The Fijian Government has announced a timetable for a new constitution. This is well overdue, but better late than never. First the principles that will make up the constitution:
- A common and equal citizenry;
- A secular state;
- The removal of systemic corruption;
- An independent judiciary;
- Elimination of discrimination;
- Good and transparent governance;
- Social justice;
- One person, one vote, one value;
- The elimination of ethnic voting;
- Proportional representation; and
- A voting age of 18.
The commitment to a secular state, an independent judiciary and the elimination of ethnic voting is especially welcome. Hell, maybe one day we’ll do the same in New Zealand and our Head of State won’t have to be a particular religion, and we won’t have race based seats.
Some of the issues to be discussed are:
- Do we want economic and social rights to be included in the Bill of Rights?
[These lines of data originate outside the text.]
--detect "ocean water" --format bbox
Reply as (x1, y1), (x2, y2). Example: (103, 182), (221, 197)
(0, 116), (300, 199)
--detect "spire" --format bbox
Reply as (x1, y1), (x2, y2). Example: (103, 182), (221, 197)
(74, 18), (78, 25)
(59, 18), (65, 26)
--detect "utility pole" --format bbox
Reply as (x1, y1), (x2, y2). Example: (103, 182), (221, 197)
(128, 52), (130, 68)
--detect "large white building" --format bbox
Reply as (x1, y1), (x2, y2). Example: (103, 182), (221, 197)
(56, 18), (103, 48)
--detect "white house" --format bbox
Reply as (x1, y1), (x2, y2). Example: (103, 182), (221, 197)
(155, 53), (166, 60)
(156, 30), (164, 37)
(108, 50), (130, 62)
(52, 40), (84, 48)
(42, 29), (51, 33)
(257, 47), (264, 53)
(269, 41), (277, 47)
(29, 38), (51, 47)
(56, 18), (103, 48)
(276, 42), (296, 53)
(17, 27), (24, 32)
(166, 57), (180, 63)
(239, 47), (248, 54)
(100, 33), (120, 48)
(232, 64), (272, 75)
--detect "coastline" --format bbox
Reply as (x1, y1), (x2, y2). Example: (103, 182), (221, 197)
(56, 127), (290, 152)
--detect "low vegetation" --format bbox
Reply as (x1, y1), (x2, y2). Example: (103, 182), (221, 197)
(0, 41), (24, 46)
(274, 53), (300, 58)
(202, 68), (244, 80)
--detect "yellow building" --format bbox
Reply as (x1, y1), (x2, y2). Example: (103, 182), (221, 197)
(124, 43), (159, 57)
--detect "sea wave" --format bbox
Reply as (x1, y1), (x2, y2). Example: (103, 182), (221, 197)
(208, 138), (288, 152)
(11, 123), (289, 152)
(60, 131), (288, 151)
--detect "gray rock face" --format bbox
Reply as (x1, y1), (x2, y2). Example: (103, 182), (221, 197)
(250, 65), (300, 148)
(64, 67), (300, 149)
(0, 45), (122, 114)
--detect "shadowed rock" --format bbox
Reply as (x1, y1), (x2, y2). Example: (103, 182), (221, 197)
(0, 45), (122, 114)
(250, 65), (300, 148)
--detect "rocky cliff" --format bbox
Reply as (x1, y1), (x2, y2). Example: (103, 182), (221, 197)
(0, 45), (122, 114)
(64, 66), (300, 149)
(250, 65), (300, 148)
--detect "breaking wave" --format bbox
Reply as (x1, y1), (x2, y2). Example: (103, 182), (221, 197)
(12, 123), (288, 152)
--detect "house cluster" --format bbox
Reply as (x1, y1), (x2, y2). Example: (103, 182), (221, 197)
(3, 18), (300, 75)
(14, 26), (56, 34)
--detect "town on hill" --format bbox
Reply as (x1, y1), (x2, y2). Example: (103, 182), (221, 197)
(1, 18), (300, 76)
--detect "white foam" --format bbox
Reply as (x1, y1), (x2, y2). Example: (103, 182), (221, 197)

In other words, should there be a right to basic housing, to clean drinking water, to basic health services, to electricity?
- What should be the size of Parliament? Should it be reduced from previous numbers?
- How do we attract better quality candidates to Parliament?
- Should we have a Senate? If so, should Senators be elected or selected?
- How should the judiciary be selected?
- Should political parties and their office holders disclose their assets and liabilities?
The Chairperson of the Constitutional Commission will be Professor Yash Ghai, who is an internationally renowned constitution and human rights expert.
The timetable is:
- July 12 – Sep 12 – Public consultation
- Oct 12 – Dec 12 – Commission writes a draft constitution
- Jan 13 – Feb 13 – Constitution considered by a Constituent Assembly
The one area for concern at this stage, is that an unelected Constituent Assembly approves the constitution. It would be better to have the Assembly amend the draft and finalise it, but have a public referendum on approving it.
But overall it looks a positive step forward.